Review: Buddy Guy, Rhythm & Blues

The two-disc Rhythm & Blues would work if both halves of the album weren’t each encrusted with the same indistinguishable cheese.

Buddy Guy, Rhythm & BluesBuddy Guy, that unceasingly loveable old statesman of the blues, was born for the stage. In the studio, his magnanimity is a liability: Too often he’s allowed his raw product to be processed into genre exercises—virtuosic, but canned and glitzed in a manner that obscures the joy and immediacy of his devotion to his craft. The horn charts alone offer scores of teachable moments. Wilson Pickett needed only a trumpeter and a sax man, but Guy’s producers, this time Tom Hambridge, have preferred a quasi-big-band approach (think Preservation Hall via the Boston Pops). Guy’s new album, Rhythm & Blues, spills onto two discs, one named “Rhythm” and the other “Blues,” and the conceit would work if both halves of the album weren’t each encrusted with the same indistinguishable cheese.

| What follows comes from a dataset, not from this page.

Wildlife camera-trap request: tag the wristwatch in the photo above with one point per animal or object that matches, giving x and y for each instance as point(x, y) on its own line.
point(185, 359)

Such disappointments are the price of admission to Guy’s studio oeuvre, and nothing Guy touches can ever be completely joyless—not with his ageless voice and polka-dot guitar slicing through the rote horns like one of Elijah’s flaming swords. “Seems like my own guitar is the only place I find the truth,” he sings on “All That Makes Me Happy Is the Blues,” and mercifully it still speaks volumes. It’s a somewhat tired notion that Guy helped map the musical path from formalist blues to the boogie rock of the mid ’60s. (Eric Clapton is unusually eloquent on this topic.) That genealogy provides the unspoken concept behind Rhythm & Blues and enlivens the better tracks, especially during the second half. The album’s core is this second disc, including the indelible blooze riffery of “Meet Me in Chicago” and the hey-seriously-this-thing-works of “Evil Twin,” a collaboration with Steven Tyler, Joe Perry, and Bradley Whitford (better known as the voice and guitar wings of Aerosmith). As Guy twines that iconic Telecaster between the contrapuntal rawk of Perry and Whitford, the listener begins to feel what Clapton expressed at Guy’s induction to the Rock and Roll Hall of Fame: “What Elvis was for many people, Buddy Guy was for me.”

Clapton’s annual Crossroads Guitar Festival is a great model for anti-addiction fundraising, but it’s a lousy model for an album, an observation that hasn’t stopped his fellow retirement-age guitar sages from drinking the Santana Kool-Aid, i.e. an open-door policy equals artistic daring. There’s nothing daring (only minorly revolting) about Guy’s collaborations with Kid Rock and Keith Urban on the first half of Rhythm & Blues, and most tracks sound like tributary guitar-gasms at a benefit concert. (It’s amazing that Jeff Lynne doesn’t elbow his way into the proceedings.) But things were not always this way. Guy used to work a sprawling band without losing his quintessential lack of filter. Consider Guy’s performance of Berry Gordy and Janie Bradford’s “Money (That What I Want)” at the 1970 Festival Express tour. At the time, consensus was that Guy was past his peak, but watch the band: small rhythm section, two horns, and everything tells. Guy hasn’t managed to capture that sound on wax in a couple of decades. Give me a live double-disc of Guy at his own blues club in Chicago with no guests any day of the week. Hold the trombone, thank you very much.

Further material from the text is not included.